KM:  That’s so cool, tell me about it!

Patty:  We went on a tour with a band called Stereophonics. They’re huge over there. So we were on their US/Canada tour.

Dwight:  Yeah, we played Ireland, Scotland and mainland Great Britain.

KM:  Tell me about how you found each other and became a band.

Patty:  I was in another band and I was living in Austin. And he came out to see somebody that my band was opening for. And liked what he heard, I guess.

Dwight:  I just thought you were pretty. No, I loved what I heard. She’s got an enchanting voice. It’s magic.

Patty:  And so after that, my band built a relationship with him. He has a really nice studio in Austin. We made a couple records with him. And then through that process, we just became friends. We just enjoyed each other’s company. Definitely more so than I enjoyed the company of my bandmates. It was just kind of a natural thing that happened.

Dwight:  And then she quit her band. And I had a break in my schedule so we started writing together and it became that record very quickly. Then three months after that, we signed to RCA. It was very weird and very quick.

KM:  That is quick. So you’ve been a band for about a year?

Dwight:  Yeah, I think we’re at about 18 months. It’s been fun.

KM:  People usually want to know what any artist’s influences are. But we’re going to make you narrow that down to the one album that truly affected your path in music.

Patty:  Transatlanticism by Death Cab for Cutie just opened my brain. Before that I didn’t really know what I liked in music. Like, I liked whatever my friends liked, or thought I did anyway. And then I heard that record and it’s just in another world.

Dwight:  I’d say that the first record that affected me was Pet Sounds by the Beach Boys. The first one that I went like, “whooooa. I want to sing along with all of this! This is genius!” And I’m like, 6.

KM:  I wanna go back to the topic of touring for a minute. Which place was your favorite to play and why?

Dwight:  I like the Midwest. I like Des Moines and …

Patty:  Like Omaha.

Dwight:  Yeah! There’s something really awesome about the Midwest. Or just out-of-the-way places, Portland’s been great too. When you don’t get a band everytime they come through on tour, like a city doesn’t get every tour, kids are just dying for it.

Patty:  Which is the way it should be all the time.
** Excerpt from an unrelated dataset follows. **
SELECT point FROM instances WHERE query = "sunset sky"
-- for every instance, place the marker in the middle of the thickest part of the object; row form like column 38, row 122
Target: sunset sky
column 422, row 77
But it’s not. I mean, we’re from Austin and I love Austin. Favorite place to go? Austin. But the people who live there see live music 10 times a day.

Dwight:  We loved European fans too. ‘Cause they just get up on each other’s shoulders and throw a beer in the air.

Patty:  They know how to do it right.

Dwight:  It’s like a working class crowd with Stereophonics and they’re just out for a good time. And it just makes the show more fun. Listening, paying attention but being rowdy too.

Patty:  They’re always in the moment.

Dwight:  American fans these days tend to spend a lot of time on their cell phones.

Patty:  Me included! I’m on my phone all the damn time! But when you go to a show, it’s like, why are you there?

Dwight:  You almost want to give a lecture. Let’s all put our phones on silent like on an airplane and all participate and afterwards, let’s go crazy!